Farmer: well we’d put a cast on him and he’d recover in a few weeks
Horse: oh thank God, because it’s actually me who broke my leg, and I had heard some pretty crazy rumors about hey woah is that thing loaded?
Dissecting someone who’s really cute is an awwwtopsy.
It’s impossible to lick your elbow. You never let me. Please. I want this.
Today, I want to talk about white couches and why ignoring the conventional wisdom was a terrible, avoidable mistake, Annie.
Twitter is my favorite MMORPG ever. I just say nasty shit and then I get to collect awesome people like experience points.
Welcome to your 40s, you now think every car has its brights on
Her: I love cats
Me: [trying to impress her] me too
Her: what’s your favourite kind
Me: [panicking] uh…doja
Wife: we have to get rid of these ants
Me: if u don’t look at them they disappear
Wife: that’s ignorant
Me: i know the technical term linda
to revive an exhausted bee, leave out a little bit of sugar mixed with water
to revive an exhausted wasp, give it a cigarette and ask it if it really believes that god can kill it
8 wanted to play candy land but I told her I didn’t want to move out of my chair so she played for me & I won 3 out of 4, how can I make life like this
I’ve stepped on a Lego before so I’m calling bullshit on Godzilla and King Kong being that difficult to take down
Skating rink, hockey rink, curling rink… Who decided “rink” could only mean an ice arena?? “Hey, I’m heading down to the hairdressing rink then swinging by the cheese rink after, see ya”
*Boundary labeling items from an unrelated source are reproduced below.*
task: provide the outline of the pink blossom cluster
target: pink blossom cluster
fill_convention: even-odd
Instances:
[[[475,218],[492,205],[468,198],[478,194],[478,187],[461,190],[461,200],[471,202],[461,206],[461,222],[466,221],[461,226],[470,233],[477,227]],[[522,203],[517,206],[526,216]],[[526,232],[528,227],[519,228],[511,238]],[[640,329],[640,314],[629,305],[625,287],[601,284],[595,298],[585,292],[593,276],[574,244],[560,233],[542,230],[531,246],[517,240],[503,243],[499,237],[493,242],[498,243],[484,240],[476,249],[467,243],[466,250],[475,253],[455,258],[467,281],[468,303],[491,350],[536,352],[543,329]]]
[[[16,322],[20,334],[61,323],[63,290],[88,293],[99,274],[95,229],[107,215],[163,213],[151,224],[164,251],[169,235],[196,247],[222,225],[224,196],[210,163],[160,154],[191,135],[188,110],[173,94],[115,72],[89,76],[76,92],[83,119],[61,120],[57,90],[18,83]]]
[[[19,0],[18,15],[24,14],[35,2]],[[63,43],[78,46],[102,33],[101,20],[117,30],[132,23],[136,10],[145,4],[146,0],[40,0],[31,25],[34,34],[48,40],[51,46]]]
my first real experience with gang violence was the buttercream gang.
[in the woods]
ME: [picking up a thimble] what’s that doing out here
A TINY MOUSE: [hiding in a log] this man has stolen my hat
Scientist discovers largest prime number to date, when it was provided to him by a Spectrum customer service rep as a “confirmation number.”
Therapist: Okay, let’s go over this one more time
Me: This really isn’t helping with my fear of bridges
I don’t always forget there’s new glass doors At work but when I do I make sure to walk into them face first In front of my coworkers.
All I’m saying is the babysitters club made me think taking care of kids would be a lot more fun
*sniffs date’s hair*
[later on in ambulance]
“no, it’s my fault for not mentioning I’m allergic to japanese cherry blossoms”
Me: [when I like someone on Twitter] you’re a wonderful human being and I love you
Me: [when I like someone in real life] *velociraptor noises*
listen, Geppetto made a marionette to replace his dead son, so technically Pinocchio is “mourning wood.”
If you’re having a bad day, it’s because Mercury is in ketosis.